The pore forming capacity of Sticholysin I in dipalmitoyl phosphatidyl vesicles is tuned by osmotic stress

Abstract

The osmotic condition modulates the properties of liposomes, particularly those related to their stability and response to external agents such as membrane-active proteins or peptides. In a previous work, we have demonstrated that an osmotic shock can increase, per se, water influx/efflux and the exit of the fluorophore calcein entrapped in the aqueous pool of dipalmitoylphosphatidylcholine (DPPC) and DPPC:sphingomyelin (SM) large unilamellar vesicles (LUVs), suggesting a loss of integrity of the liposome bilayer. In the present work, we have extended our study in order to assess how an osmotic imbalance prior to or synchronous with the addition of a recombinant variant of the pore-forming toxin sticholysin I (rSt I) modifies its pore forming capacity in DPPC and DPPC:SM (1:1) LUVs.
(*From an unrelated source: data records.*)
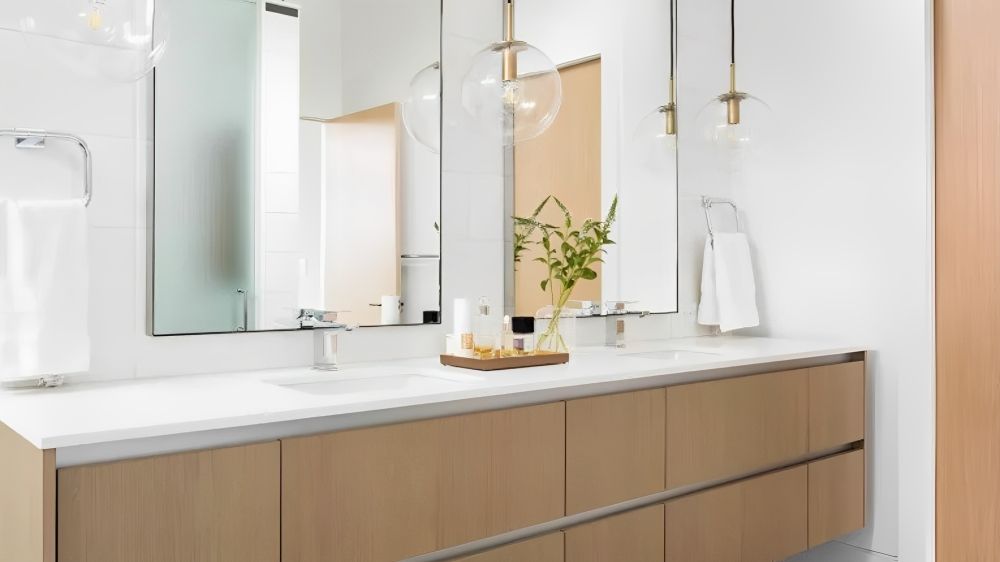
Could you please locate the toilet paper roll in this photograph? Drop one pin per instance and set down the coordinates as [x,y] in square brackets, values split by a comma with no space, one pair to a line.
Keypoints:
[390,310]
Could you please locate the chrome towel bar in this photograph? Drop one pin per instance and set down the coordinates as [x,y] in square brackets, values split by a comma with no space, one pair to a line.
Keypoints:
[34,139]
[708,202]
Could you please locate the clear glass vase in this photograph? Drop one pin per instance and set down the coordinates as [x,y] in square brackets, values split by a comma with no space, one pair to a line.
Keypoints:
[557,328]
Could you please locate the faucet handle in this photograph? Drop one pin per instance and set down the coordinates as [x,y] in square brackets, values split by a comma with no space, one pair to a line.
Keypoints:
[316,318]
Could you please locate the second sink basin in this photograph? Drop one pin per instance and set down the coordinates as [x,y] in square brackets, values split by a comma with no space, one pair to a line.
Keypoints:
[346,382]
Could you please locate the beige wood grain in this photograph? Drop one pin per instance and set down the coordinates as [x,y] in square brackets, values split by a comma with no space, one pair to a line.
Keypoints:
[547,548]
[614,448]
[27,500]
[836,496]
[724,428]
[836,405]
[221,505]
[387,493]
[775,515]
[564,162]
[706,526]
[363,198]
[635,536]
[967,115]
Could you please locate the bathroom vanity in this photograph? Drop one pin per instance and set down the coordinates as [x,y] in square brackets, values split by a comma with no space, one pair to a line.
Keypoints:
[701,449]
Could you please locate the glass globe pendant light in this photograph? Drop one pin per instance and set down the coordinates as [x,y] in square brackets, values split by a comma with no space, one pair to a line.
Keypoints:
[422,107]
[120,40]
[735,120]
[512,89]
[656,135]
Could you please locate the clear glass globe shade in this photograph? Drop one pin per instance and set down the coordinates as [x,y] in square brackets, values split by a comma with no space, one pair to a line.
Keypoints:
[755,127]
[517,110]
[120,40]
[422,107]
[652,147]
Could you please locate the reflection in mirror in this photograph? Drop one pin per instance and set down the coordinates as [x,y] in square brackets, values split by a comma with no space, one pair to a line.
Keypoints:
[599,146]
[297,164]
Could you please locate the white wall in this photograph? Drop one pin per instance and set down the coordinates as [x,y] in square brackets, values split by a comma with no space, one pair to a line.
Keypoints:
[837,209]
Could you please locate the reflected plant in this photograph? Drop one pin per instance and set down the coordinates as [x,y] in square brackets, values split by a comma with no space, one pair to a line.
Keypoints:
[569,255]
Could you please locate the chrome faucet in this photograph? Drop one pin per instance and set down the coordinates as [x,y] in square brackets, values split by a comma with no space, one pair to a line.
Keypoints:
[614,334]
[326,331]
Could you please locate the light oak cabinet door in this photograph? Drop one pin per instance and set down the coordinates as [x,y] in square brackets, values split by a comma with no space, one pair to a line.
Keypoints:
[775,515]
[762,519]
[391,492]
[547,548]
[614,448]
[221,505]
[836,405]
[836,496]
[635,536]
[724,428]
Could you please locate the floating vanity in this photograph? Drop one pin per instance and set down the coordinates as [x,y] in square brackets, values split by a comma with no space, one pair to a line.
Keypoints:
[702,449]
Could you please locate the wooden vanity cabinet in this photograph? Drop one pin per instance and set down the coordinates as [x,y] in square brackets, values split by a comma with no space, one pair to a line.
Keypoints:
[546,548]
[636,536]
[729,427]
[614,448]
[392,492]
[836,496]
[221,505]
[762,519]
[836,405]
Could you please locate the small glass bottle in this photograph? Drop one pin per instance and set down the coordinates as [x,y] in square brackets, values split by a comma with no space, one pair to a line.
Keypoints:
[484,333]
[523,328]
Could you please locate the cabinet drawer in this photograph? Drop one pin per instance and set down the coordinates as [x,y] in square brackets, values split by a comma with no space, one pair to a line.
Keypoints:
[221,505]
[636,536]
[547,548]
[836,496]
[836,405]
[762,519]
[614,448]
[723,428]
[392,492]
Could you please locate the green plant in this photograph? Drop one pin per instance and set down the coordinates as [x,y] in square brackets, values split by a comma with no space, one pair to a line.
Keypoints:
[569,253]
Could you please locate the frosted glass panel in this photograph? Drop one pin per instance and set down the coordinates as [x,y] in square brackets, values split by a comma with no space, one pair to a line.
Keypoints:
[297,165]
[205,168]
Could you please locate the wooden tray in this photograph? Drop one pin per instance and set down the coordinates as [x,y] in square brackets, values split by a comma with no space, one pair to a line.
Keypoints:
[539,359]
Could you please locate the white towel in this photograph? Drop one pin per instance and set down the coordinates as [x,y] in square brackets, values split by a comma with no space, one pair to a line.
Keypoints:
[728,290]
[43,289]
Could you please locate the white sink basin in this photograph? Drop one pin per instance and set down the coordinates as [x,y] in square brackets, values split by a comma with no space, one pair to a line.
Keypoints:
[346,382]
[675,355]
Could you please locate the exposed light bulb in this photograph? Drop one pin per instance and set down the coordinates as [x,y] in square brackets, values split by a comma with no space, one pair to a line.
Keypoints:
[95,20]
[511,94]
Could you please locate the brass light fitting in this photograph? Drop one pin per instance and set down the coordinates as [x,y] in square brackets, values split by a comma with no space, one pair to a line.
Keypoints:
[509,45]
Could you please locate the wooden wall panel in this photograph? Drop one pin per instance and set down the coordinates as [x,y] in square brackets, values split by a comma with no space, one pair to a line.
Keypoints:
[967,110]
[564,162]
[27,500]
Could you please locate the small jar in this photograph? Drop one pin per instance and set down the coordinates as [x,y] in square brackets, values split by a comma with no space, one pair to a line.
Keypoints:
[524,335]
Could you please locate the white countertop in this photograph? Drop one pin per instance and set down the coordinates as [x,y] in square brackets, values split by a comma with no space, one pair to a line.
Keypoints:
[102,413]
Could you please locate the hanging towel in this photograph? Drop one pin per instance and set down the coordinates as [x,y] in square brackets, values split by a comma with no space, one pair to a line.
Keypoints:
[728,291]
[43,289]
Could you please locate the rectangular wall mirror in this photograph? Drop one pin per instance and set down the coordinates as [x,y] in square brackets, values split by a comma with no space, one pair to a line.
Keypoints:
[605,141]
[297,165]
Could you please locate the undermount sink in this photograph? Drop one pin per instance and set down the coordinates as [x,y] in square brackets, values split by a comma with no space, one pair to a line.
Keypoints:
[345,382]
[675,355]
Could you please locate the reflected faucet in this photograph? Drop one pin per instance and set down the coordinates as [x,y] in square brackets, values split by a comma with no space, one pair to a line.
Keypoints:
[614,334]
[326,331]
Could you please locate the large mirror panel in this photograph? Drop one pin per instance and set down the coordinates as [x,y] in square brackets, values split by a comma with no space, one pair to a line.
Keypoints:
[608,139]
[297,165]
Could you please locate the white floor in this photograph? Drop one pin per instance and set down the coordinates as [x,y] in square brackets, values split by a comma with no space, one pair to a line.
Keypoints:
[840,552]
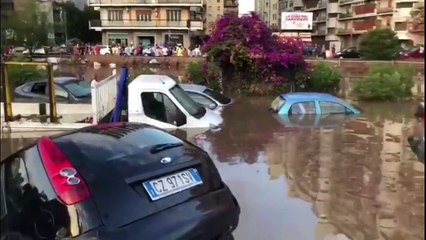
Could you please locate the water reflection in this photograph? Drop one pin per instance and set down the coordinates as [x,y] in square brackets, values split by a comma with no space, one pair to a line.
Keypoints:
[358,181]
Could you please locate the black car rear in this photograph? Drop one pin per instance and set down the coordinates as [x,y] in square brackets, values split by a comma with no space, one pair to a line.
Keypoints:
[93,183]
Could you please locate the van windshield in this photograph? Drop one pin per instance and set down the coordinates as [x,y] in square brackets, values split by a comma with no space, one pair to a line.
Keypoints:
[193,108]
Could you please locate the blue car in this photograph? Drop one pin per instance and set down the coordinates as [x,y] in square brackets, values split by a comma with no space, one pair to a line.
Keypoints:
[311,103]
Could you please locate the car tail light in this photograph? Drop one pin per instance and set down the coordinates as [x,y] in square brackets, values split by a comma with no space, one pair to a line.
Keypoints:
[67,183]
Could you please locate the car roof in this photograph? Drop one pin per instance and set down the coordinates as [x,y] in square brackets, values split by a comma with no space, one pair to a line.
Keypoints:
[311,96]
[193,87]
[58,80]
[148,81]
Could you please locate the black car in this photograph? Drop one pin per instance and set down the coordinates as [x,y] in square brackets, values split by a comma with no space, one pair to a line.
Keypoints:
[348,53]
[115,181]
[67,89]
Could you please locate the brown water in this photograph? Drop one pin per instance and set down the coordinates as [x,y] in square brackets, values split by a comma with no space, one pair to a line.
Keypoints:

Our results conclusively show the capacity of hypotonic gradients to improve the pore forming capacity of rSt I molecules, even in pure DPPC liposomes, rendering pore-formation less dependent on the presence of sphyngomyelin. In fact, non-active toxins in DPPC liposomes become active by a hypotonic imbalance in a similar way to those containing SM as a second component.